Succession of satellites keep eye on Earth

Excerpt from the January 22, 1966 issue of Science News Letter

Mount Etna

VIEW FROM ABOVE  A plume of gas and ash spill from Mount Etna in this image captured December 3 by the Landsat 8 satellite. A fleet of Earth-monitoring satellites was proposed in 1966; Landsat 8, launched in 2013, is the youngest.

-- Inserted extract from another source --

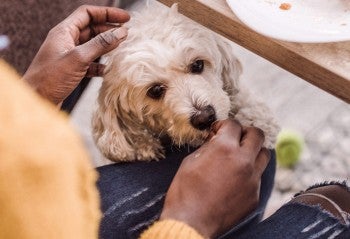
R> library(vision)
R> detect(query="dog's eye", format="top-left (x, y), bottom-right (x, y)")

Search for water, oil aided by spacecraft — The secret sources of water, fuel and minerals … may be discovered by using a new tool for geologists — an orbiting spacecraft. Cameras which detect infrared, ultraviolet and visible light and which orbit at a height of 100 or more miles will be an immense aid to geologists mapping the contours … of the Earth’s surface. — Science News Letter, January 22, 1966


Six years later, in 1972, NASA and the U.S. Geological Survey launched the first of the Landsat satellites, spacecraft built to gather images of Earth. The latest, Landsat 8, debuted in 2013 and sends a minimum of 400 scenes a day. Its specialized cameras can monitor plankton and sediment in shallow waters, measure land temperatures and track dust and smoke moving through the atmosphere. Data from the Landsat satellites have informed climate and carbon cycle research, disaster recovery and urban planning. Last April, NASA announced that work had begun on Landsat 9, planned for launch in 2023.